Proof of the weak Whitney Embedding theorem

Question

I was studying 'Introduction to smooth manifolds' by John M.Lee(GTM218) when I encountered this problem.
A weak version of Whitney Embedding theorem is stated as follows:
Every smooth n-manifold $M$ with or without boundary admits a proper smooth embedding into $R^{2n+1}$, in which smooth embedding means a topological embedding with the property that at each point its differential is injective.
In the book, the proof is as follows:
First we treat the case when $M$ is compact. One finds a finite covering by regular coordinate balls, use them to create an embedding into an Euclidean space, then using the Sard's theorem one gradually reduce its dimension until it reach $2n+1$. Then we treat the noncompact case.
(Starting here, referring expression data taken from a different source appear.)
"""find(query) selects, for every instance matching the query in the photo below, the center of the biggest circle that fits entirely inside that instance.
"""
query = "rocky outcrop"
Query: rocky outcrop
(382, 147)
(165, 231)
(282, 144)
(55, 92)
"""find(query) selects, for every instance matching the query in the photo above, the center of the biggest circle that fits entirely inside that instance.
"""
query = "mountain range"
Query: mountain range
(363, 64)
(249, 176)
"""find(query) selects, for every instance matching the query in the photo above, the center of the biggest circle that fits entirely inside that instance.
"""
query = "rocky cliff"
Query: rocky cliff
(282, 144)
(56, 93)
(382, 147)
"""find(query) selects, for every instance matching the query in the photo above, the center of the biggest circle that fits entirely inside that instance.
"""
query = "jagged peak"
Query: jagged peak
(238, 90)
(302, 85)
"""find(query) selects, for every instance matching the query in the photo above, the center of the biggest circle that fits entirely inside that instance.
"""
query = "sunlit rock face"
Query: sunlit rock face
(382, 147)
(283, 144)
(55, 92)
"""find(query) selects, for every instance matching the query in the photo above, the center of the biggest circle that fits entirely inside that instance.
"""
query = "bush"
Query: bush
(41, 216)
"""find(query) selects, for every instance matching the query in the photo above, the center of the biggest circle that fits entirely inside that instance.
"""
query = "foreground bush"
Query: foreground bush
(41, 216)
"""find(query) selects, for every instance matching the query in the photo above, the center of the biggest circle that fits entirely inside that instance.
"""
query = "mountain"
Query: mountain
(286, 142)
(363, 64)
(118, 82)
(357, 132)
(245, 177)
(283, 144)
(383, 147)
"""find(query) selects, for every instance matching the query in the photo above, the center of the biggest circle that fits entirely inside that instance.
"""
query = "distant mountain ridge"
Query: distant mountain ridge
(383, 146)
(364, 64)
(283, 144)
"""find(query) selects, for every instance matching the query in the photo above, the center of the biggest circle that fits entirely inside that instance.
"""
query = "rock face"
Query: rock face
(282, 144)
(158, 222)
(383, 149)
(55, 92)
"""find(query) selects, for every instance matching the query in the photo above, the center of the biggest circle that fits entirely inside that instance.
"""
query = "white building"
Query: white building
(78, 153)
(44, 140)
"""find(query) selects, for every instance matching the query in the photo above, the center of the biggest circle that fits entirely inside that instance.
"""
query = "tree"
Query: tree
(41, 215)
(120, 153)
We find a exhaustion function $f$(a smooth function $f$ from $M$ into $R$ with the property that for every real number $c$ the set $f^{-1}(-\infty,c]$ is compact), use the Sard's theorem to find (for every nonnegative integer $i$) regular values $a_{i}$ and $b_{i}$ such that $$i\lt a_{i}\lt b_{i}\lt i+1$$ define $$D_{0}=f^{-1}(-\infty,1],E_{0}=f^{-1}(-\infty,a_{1}],D_{i}=f^{-1}[i,i+1],E_{i}=f^{-1}[b_{i-1},a_{i+1}]$$ Notice from Proposition 5.47 that each $E_{i}$ is a compact regular domain, let $\rho_{i}:M\rightarrow R$ be a smooth bump function that is equal to $1$ on a neighborhood of $D_{i}$ and supported in $Int E_{i}$, define $$F:M\rightarrow R^{2n+1}\times R^{2n+1}\times R$$ by $$F(p)=(\sum_{i\ even}\rho_{i}(p)\phi_{i}(p),\sum_{i\ odd}\rho_{i}(p)\phi_{i}(p),f(p))$$ One easily verifies that $F$ is a proper smooth embedding, so we could reduce the dimension of the codomain from $4n+3$ to $2n+1$, which concludes the proof.
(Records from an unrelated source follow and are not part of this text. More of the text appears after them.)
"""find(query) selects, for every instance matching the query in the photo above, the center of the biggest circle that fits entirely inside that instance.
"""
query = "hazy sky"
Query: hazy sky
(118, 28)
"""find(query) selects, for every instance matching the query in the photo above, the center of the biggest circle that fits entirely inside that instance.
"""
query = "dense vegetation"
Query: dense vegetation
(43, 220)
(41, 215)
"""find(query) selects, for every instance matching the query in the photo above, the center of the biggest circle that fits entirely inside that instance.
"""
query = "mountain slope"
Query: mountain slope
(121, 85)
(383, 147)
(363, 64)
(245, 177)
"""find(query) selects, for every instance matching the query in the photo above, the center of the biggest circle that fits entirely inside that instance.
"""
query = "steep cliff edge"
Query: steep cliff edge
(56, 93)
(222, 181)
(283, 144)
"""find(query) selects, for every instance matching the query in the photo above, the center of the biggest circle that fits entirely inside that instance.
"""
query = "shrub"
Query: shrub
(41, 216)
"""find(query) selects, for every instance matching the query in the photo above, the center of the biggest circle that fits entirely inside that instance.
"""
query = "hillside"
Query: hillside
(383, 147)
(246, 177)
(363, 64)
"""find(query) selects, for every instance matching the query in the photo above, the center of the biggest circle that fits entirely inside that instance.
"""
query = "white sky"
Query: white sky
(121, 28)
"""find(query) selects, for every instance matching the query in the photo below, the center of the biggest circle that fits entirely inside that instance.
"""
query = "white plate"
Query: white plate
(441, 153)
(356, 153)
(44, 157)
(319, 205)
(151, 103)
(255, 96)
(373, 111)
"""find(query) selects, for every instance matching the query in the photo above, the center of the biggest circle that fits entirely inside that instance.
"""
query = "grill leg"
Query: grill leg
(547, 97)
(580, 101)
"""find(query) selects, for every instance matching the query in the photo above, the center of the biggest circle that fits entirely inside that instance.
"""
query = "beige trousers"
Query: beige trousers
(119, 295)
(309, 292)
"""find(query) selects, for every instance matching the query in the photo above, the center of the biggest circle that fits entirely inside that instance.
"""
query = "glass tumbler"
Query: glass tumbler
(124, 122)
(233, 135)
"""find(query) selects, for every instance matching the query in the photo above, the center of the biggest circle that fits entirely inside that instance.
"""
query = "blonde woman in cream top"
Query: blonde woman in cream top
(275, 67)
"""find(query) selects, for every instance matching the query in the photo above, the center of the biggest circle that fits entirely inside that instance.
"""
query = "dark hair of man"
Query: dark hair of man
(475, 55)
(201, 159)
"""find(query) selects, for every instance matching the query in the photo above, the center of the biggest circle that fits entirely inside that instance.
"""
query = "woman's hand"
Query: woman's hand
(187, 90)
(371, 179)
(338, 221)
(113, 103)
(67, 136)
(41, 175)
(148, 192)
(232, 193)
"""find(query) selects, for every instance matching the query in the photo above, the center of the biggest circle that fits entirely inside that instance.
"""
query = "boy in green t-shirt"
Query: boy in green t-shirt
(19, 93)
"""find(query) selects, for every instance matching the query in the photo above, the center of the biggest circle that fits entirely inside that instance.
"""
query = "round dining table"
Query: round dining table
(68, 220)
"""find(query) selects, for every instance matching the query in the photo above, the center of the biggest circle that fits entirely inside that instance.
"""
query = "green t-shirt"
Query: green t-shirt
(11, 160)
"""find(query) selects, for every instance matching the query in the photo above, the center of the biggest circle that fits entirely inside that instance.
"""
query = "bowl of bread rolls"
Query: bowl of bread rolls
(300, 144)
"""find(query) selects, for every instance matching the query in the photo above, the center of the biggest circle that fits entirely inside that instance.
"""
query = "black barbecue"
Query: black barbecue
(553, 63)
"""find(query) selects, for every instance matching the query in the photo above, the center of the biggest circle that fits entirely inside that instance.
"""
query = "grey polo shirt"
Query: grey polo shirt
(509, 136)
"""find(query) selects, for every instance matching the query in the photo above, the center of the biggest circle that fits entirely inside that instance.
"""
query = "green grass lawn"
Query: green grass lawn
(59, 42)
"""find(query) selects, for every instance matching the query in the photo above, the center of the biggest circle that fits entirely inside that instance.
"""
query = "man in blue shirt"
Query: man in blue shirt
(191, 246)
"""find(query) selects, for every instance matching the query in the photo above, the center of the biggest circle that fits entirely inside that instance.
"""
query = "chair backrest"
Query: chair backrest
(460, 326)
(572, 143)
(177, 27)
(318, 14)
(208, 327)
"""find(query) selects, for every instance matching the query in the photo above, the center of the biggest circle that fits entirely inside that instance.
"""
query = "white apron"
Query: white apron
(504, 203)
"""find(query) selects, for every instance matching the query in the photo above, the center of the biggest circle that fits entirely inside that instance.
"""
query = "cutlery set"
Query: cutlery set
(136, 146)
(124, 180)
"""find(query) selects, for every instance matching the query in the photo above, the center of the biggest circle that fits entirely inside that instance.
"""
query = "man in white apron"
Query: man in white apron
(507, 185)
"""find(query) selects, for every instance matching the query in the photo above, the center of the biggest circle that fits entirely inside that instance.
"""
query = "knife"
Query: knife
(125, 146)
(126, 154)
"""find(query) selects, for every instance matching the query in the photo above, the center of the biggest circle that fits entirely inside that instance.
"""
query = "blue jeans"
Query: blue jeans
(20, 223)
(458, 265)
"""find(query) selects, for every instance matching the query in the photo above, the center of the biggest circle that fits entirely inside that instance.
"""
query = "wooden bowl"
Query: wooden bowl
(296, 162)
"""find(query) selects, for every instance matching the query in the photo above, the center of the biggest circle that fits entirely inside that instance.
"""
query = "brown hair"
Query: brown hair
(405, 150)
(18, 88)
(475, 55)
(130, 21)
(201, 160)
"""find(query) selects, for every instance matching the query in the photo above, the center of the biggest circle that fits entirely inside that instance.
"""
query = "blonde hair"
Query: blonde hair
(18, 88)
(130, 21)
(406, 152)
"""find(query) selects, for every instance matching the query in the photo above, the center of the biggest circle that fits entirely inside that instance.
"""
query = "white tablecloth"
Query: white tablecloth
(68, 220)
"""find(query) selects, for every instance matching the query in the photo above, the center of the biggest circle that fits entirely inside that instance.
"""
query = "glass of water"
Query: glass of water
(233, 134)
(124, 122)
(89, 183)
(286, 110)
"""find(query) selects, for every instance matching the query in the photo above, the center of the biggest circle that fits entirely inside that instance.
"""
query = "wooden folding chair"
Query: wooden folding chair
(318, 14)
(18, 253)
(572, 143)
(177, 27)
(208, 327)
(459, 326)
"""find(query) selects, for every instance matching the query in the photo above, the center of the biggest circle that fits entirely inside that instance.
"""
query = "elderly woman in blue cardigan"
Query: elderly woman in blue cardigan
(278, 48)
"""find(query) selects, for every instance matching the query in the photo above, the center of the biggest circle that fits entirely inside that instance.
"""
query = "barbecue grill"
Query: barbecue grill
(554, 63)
The problem is, Proposition 5.47 states that if $M$ is a smooth manifold $\textbf{without boundary}$, $f$ a smooth function from $M$ to $R$, and $a\lt b$ regular values of $M$,than $f^{-1}[a,b]$ is a regular domain. In fact, if we replace 'without boundary' by 'with boundary', then the proposition is false, as is easily seen by the counterexample $M=H^{2}=\{{(x,y)|y\geq 0}\},f(x,y)=x,b=0$. So the proof breaks here.
Does anyone have any idea on how to fix this problem? Any hints will be helpful.